Os olhos dele finalmente encontram os dela. E ele sorri, um sorriso discreto que lhe molda os lábios no rosto sujo de fuligem.
— Eu te disse. — ele praticamente murmura. — Você sempre seria uma lady. E eu seria seu criado.
Arya o encara de cenho franzido, irritada.
— Eu te disse. — ela replica. — Eu nunca fui uma lady.
Ele sorri mais abertamente, mas dá as costas para despejar algo na fornalha.
— Não me parece mesmo. — ele arrisca.
Ela sorri um pouco enquanto ele não está olhando.
— Tenho um coisa que preciso que faça para mim. — ela diz, tirando um papel amassado do bolso e deslizando por cima da tábua de trabalho de Gendry.
Ele dá uma olhada rápida.
— Sim, milady.
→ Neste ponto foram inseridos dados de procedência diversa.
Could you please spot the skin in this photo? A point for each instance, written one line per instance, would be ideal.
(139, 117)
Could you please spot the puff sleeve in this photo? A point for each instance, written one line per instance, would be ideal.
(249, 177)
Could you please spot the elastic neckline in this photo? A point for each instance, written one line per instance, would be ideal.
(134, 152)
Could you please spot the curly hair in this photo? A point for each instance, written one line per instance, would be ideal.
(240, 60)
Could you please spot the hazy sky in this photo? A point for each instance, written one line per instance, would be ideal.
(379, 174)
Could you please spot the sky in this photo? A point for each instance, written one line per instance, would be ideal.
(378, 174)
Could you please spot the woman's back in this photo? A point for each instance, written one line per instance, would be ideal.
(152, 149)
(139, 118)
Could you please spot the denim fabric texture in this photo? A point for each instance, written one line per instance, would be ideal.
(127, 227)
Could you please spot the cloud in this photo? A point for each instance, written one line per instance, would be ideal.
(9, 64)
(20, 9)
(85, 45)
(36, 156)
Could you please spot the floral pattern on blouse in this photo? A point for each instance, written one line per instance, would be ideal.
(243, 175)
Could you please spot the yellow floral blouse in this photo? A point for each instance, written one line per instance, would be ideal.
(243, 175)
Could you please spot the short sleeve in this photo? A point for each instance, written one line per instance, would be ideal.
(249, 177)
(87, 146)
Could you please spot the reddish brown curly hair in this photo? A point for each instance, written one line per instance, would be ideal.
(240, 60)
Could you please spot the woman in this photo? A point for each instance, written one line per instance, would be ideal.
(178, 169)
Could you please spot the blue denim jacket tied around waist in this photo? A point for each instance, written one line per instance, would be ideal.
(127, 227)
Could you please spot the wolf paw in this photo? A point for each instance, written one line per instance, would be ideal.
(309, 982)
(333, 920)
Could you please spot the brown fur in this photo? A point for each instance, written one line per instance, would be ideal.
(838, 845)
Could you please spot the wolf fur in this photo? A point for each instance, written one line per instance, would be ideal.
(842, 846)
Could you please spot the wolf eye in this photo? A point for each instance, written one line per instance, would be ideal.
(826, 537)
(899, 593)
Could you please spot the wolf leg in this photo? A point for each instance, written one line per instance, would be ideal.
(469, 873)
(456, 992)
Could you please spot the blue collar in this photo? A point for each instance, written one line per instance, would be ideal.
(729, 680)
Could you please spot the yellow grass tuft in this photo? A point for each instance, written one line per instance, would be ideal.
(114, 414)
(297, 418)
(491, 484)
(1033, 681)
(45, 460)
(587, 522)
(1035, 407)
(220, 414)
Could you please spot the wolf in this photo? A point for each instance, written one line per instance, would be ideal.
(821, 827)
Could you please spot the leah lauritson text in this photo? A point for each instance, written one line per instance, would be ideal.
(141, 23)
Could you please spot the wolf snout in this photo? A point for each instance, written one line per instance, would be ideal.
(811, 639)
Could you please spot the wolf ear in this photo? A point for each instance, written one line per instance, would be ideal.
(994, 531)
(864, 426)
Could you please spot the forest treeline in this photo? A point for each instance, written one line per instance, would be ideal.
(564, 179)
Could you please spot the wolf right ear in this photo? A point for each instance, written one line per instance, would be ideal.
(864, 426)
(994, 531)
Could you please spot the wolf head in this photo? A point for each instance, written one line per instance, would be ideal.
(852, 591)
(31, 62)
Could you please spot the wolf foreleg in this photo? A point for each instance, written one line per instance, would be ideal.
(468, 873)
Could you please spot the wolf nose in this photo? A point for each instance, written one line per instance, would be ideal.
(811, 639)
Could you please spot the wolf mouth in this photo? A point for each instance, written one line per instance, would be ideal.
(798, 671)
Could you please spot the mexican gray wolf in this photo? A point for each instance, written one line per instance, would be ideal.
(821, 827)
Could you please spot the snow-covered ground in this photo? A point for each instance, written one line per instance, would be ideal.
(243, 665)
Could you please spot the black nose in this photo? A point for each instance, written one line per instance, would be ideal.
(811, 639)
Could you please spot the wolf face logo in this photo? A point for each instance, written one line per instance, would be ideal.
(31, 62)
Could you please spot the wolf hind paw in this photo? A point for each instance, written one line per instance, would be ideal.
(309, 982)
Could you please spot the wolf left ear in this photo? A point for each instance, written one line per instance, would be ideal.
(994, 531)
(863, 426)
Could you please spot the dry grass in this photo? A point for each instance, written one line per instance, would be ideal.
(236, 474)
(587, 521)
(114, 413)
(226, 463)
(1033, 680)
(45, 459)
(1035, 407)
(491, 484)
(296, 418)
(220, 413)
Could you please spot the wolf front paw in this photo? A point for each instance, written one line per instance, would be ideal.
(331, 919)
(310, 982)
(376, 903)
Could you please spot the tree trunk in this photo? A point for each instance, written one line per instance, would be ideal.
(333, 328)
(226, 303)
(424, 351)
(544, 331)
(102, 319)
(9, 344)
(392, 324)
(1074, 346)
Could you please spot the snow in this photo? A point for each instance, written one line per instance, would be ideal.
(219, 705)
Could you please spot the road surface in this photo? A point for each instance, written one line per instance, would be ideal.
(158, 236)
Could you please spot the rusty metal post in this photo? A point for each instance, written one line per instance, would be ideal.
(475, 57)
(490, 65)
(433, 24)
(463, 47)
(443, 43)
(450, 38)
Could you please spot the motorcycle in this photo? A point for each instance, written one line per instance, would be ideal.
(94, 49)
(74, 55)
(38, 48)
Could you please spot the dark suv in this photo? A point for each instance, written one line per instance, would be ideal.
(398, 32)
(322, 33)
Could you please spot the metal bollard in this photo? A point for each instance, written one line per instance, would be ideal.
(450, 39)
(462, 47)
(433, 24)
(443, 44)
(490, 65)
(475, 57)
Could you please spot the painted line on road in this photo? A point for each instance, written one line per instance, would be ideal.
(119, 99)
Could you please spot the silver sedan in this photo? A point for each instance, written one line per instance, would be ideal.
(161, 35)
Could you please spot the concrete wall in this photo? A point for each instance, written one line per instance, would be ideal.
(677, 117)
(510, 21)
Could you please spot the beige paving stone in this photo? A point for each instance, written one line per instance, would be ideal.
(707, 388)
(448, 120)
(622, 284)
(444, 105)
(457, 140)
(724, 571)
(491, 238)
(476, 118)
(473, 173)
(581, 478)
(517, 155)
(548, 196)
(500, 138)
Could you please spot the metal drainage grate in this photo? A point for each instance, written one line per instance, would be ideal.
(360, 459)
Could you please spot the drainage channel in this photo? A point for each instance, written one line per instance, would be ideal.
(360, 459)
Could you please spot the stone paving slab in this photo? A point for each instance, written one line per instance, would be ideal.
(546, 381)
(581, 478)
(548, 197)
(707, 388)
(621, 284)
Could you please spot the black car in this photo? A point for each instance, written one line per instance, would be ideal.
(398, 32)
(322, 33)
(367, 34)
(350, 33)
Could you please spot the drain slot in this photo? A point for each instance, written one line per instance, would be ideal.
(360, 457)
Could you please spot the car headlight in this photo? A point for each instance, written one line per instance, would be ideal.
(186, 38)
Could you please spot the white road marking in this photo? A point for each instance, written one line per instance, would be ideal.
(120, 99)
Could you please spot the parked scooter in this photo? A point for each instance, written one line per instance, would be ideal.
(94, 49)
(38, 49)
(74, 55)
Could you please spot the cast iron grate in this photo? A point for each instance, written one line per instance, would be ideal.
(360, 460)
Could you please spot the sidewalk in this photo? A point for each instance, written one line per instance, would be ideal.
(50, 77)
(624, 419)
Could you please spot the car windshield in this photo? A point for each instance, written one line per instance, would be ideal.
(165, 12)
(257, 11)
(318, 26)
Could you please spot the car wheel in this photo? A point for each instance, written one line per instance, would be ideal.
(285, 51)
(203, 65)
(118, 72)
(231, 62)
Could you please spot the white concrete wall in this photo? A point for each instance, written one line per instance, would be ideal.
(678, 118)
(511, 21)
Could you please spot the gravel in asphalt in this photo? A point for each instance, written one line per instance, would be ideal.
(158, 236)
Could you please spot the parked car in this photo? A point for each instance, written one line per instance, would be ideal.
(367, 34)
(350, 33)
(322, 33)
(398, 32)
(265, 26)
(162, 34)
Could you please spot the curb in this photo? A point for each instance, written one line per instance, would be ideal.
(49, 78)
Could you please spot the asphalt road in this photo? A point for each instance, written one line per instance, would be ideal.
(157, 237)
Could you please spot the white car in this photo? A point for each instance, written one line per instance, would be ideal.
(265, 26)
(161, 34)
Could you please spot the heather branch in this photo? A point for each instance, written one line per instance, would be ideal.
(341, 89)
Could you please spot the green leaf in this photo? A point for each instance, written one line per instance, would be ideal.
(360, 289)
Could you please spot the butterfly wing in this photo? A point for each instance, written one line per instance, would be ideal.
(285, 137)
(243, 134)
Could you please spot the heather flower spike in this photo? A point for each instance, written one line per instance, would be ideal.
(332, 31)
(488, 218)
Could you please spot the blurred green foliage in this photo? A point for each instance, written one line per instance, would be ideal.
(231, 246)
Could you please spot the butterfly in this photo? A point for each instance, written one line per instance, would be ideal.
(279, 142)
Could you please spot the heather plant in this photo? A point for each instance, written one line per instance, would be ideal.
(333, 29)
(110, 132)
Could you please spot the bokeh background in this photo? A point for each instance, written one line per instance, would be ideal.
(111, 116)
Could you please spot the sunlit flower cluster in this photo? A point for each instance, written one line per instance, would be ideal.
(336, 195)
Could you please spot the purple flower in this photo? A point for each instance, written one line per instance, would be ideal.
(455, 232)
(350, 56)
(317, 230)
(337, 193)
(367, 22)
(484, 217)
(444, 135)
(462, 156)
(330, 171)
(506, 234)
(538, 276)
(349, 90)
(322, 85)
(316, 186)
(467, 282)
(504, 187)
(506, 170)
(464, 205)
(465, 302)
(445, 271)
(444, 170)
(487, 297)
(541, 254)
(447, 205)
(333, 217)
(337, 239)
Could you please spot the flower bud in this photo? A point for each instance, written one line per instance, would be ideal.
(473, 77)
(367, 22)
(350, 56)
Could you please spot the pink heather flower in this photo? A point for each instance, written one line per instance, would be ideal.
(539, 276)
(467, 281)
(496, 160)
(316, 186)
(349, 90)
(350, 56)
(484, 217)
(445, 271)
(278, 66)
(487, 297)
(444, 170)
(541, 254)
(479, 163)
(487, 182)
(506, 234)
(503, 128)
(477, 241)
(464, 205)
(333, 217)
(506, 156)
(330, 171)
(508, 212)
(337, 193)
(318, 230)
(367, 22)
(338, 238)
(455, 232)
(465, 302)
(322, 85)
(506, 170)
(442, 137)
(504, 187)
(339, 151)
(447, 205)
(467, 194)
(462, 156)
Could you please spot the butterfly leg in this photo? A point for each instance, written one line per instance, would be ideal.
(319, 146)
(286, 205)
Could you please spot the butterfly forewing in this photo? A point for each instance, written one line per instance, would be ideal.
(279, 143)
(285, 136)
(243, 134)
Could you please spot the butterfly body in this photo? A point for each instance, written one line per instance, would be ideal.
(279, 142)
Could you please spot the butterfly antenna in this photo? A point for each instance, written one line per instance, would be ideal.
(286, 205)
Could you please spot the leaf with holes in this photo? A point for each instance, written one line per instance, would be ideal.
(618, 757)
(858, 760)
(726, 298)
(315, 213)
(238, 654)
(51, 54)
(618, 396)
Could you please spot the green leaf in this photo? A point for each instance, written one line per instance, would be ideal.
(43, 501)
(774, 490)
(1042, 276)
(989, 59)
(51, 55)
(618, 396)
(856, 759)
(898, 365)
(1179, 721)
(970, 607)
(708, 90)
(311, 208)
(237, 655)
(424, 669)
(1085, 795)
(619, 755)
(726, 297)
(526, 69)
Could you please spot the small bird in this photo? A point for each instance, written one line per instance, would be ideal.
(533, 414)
Com todo prazer.

***

— E essa seria a melhor opção... — Cersei murmura, tilintando os dedos na taça de vinho.
— Nestas circunstâncias, majestade, seria a única opção. — Qyburn observa. Seus dedos magrelos enlaçam a mão da rainha sobre a mesa.
Ela assente.
A minúscula tiara prateada sobre seus cabelos loiros tem uma pedra vermelha na boca de um leão. Ela tira a joia da cabeça, colocando-a sobre a mesa.
— Com os cofres como estão... de que maneira financiaríamos esse tipo de cerimônia? — Cersei pergunta.
— Um casamento para o povo. — Qyburn responde. Um pequeno sorriso se forma em seus lábios enrugados.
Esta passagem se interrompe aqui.